Познание при таком подходе оказывается вечной «метафорой» бытия, которое всегда оказывается живым, неопределяемым «до конца». А. Эйнштейн писал, что «реальность не дана нам, а задана (так же, как задают загадки)»{420}. М. Хайдеггер отмечал, что переход от объяснений мира к его практическому изменению, «требует сначала, чтобы изменилось мышление, подобно тому как ведь и за названным требованием уже стоит некоторое изменение мышления... Однако каким образом должно измениться мышление, если оно не вступит на путь к тому, что достойно осмысления?» Бытие выступает как «нечто», всегда «достойное осмысления», и это составляет «живой голос традиции, которая еще определяет нас сегодня, и притом гораздо решительнее, чем людям хотелось бы замечать»{421}.

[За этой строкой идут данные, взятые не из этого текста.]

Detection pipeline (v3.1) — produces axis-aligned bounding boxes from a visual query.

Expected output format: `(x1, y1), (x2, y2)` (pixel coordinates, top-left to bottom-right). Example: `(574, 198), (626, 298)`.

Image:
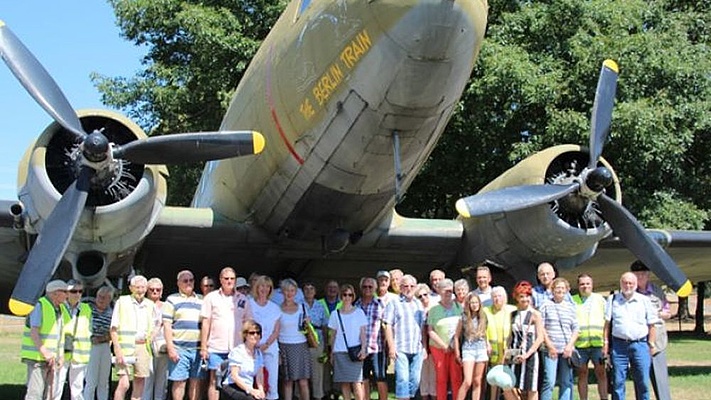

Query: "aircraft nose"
(373, 0), (487, 62)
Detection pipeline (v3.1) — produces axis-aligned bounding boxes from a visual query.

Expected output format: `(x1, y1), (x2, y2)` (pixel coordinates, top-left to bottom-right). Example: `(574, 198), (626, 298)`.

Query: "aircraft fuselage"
(194, 0), (488, 241)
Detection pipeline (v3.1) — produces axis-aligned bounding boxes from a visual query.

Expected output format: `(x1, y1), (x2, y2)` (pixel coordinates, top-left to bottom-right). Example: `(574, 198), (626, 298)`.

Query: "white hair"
(130, 275), (147, 286)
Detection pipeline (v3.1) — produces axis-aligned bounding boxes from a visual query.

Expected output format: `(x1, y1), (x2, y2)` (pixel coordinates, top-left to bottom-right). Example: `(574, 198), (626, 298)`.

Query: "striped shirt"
(540, 299), (578, 352)
(383, 295), (425, 354)
(90, 304), (113, 337)
(355, 297), (385, 354)
(163, 292), (203, 350)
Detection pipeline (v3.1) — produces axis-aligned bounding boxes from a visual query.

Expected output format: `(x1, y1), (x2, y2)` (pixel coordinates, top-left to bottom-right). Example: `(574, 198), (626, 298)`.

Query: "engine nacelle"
(16, 109), (168, 286)
(459, 144), (621, 281)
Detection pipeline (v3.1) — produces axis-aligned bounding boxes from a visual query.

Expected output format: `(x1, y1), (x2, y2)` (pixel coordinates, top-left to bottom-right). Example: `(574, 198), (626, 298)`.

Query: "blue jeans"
(541, 352), (574, 400)
(394, 351), (424, 399)
(611, 339), (651, 400)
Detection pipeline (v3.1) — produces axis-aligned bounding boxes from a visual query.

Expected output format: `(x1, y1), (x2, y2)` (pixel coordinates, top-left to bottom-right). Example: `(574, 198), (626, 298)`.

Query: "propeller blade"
(588, 59), (619, 169)
(8, 166), (94, 316)
(0, 21), (85, 142)
(113, 131), (265, 164)
(597, 193), (692, 297)
(455, 183), (579, 218)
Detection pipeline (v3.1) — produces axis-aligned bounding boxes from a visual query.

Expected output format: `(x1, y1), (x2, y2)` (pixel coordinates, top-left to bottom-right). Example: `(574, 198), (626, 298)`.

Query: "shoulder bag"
(337, 310), (362, 362)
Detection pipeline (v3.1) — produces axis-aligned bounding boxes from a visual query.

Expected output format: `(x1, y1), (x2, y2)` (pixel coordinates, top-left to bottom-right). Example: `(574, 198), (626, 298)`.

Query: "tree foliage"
(398, 0), (711, 229)
(99, 0), (710, 229)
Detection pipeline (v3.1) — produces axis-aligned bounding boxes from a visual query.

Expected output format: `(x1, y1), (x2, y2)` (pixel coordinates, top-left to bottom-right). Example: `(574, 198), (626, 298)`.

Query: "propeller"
(455, 59), (693, 297)
(1, 21), (265, 315)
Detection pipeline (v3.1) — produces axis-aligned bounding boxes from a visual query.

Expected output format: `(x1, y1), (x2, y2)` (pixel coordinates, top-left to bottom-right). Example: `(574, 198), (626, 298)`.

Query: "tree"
(398, 0), (711, 230)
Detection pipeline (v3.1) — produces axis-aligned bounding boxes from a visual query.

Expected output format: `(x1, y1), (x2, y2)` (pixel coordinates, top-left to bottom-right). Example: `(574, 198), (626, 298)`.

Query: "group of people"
(20, 260), (672, 400)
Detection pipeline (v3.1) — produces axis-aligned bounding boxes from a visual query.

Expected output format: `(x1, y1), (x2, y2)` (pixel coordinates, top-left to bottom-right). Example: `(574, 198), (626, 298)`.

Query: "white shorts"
(462, 339), (489, 363)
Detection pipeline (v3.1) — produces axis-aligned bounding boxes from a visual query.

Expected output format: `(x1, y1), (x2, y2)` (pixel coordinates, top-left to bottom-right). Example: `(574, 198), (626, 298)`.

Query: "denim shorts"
(576, 347), (604, 365)
(461, 339), (488, 363)
(363, 352), (387, 381)
(168, 348), (207, 380)
(207, 351), (229, 370)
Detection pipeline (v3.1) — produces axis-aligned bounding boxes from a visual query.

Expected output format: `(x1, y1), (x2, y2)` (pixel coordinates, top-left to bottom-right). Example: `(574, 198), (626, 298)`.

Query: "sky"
(0, 1), (146, 200)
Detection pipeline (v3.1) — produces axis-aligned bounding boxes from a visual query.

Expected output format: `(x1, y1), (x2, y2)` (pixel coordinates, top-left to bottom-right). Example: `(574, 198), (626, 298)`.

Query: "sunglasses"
(148, 288), (162, 292)
(69, 289), (83, 294)
(341, 293), (355, 298)
(203, 283), (215, 287)
(417, 294), (428, 299)
(246, 331), (262, 336)
(361, 285), (374, 289)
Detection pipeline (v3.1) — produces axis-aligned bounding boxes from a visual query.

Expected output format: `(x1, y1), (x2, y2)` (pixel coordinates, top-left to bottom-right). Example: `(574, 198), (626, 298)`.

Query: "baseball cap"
(630, 260), (650, 272)
(376, 270), (390, 279)
(46, 280), (68, 293)
(235, 277), (249, 288)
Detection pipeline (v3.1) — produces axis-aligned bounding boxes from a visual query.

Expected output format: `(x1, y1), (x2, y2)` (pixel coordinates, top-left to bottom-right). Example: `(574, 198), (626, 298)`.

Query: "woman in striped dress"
(509, 281), (544, 400)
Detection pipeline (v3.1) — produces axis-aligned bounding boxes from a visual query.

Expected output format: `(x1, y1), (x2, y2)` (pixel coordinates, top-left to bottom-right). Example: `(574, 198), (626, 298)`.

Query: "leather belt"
(612, 336), (647, 343)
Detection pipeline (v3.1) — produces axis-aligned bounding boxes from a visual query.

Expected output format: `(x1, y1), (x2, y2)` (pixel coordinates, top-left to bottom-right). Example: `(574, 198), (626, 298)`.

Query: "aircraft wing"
(567, 230), (711, 291)
(135, 207), (464, 286)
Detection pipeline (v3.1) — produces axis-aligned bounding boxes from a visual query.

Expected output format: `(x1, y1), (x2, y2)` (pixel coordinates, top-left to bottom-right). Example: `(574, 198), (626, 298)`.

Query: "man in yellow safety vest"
(20, 279), (70, 400)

Сама наука, как отмечал В. Витгенштейн, предполагает некое «мистичное» основание, таинственно определяющее «деперсонифицированный» мир, оставаясь при этом «вне-научным», фундаментально непостижимым, ибо «постичь» можно только «не-свободные», «не-творческие» объекты, мертвое, статичное и законченное{422}. Само «постижение» здесь выступает как процедура дешифровки, объяснения, сведения неясного к ясным истинам науки или к простому жесту, указывающему на предмет. «Определить» нечто на этом уровне познания — значит дать его «описание», или просто «указать жестом»{423}.